Ino alzó una ceja. Le dio unos golpecitos a Lee en el hombro y él se dio la vuelta. El chico tardó medio segundo en reaccionar, abriendo la boca hasta que formó una "o" muy redonda. Desde que se tropezaron en el hospital, pasaban más tiempo juntos. Lo cual era ciertamente extraño: Lee daba repelús a cualquier persona con la menor idea sobre decoro, e Ino era… bueno, Ino.

Todo empezó cuando hablaron sobre Sakura. En algún momento, la chica mencionó su rivalidad: cada palabra estaba llena de amargura, porque de un modo u otro, Sakura era importante para ella.

Sus naturalezas competitivas acabaron por por dominarlos y empezaron a intentar superarse el uno al otro con desafíos. La gente murmuraba que sólo alguien tan loco como la Yamanaka tendría la valentía (o estupidez, o locura…) como para hacer eso con alguien como Lee.

Pasar sus momentos de duelo mediante esfuerzo y una gran cantidad de sudor poco atractivo funcionaba muy bien. Era una rutina con la que estaba perfectamente contenta, permitiendo que sus horas transcurrieran ordenadamente, a pesar de todo.

Al menos, hasta que la chica rubia vio a una pareja todavía más extraña que ellos. Sasuke tenía toda la pinta de sentirse más incómodo que nunca antes, con el Sharingan activado y ayudando a Sakura a caminar; la chica se desplazaba con pasos mecánicos, su expresión vacía y una banda en torno a los ojos.
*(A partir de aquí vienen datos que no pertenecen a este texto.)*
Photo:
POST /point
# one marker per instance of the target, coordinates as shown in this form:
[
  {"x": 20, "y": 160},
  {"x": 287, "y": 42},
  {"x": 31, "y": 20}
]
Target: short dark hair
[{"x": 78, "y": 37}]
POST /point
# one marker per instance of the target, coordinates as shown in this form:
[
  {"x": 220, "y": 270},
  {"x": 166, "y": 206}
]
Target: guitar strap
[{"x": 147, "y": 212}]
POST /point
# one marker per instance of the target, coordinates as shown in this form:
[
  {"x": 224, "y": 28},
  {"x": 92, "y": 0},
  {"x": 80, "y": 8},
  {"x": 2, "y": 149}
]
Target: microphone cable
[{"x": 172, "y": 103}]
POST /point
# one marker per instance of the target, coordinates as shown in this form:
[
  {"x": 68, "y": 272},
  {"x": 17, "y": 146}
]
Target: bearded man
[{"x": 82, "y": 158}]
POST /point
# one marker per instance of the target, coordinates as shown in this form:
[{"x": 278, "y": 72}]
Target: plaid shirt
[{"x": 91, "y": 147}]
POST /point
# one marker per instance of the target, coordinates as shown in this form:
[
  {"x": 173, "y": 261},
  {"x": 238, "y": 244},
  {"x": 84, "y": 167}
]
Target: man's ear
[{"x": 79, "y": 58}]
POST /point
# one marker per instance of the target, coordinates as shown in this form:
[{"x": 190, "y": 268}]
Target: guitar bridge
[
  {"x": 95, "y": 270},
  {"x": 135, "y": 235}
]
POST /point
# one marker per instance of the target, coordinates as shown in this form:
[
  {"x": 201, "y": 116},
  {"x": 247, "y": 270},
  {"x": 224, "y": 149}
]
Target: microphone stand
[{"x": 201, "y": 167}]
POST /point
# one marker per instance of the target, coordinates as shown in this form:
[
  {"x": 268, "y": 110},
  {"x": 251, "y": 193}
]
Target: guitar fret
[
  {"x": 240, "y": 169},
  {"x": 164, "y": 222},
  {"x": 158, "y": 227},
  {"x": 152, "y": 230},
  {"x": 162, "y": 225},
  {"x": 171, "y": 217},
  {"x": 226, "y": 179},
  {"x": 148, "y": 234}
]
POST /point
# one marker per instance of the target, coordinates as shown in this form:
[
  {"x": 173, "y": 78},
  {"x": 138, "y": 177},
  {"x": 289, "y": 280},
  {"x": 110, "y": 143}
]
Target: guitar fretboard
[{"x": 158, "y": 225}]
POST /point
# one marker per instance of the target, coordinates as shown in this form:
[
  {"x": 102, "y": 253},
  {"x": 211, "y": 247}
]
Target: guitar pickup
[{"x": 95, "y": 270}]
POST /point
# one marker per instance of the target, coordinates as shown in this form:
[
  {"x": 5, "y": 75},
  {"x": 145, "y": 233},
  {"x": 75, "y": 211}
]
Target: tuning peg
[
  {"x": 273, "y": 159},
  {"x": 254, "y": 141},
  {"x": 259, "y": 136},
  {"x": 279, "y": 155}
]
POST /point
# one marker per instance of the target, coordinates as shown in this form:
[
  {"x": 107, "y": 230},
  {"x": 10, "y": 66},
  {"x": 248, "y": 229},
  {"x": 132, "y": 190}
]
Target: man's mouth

"Qué demonios" no llegaba a describir sus reacciones, y lo mismo parecían pensar muchos de los ciudadanos de Konoha. Algunos estaban sorprendidos de ver a la pelirrosa con vida. Otros alzaban las cejas ante la extraña combinación. Los que conocían los detalles de la situación se limitaron a reírse en voz baja.

Y ahí estaba Naruto, que fulminaba visualmente a cualquiera que los mirara de una forma que no le gustaba; y Kakashi, que todavía estaba leyendo su libro de porno, ambos caminando tras el extraño par.

El equipo Siete estaba reunido, y vaya espectáculo que era.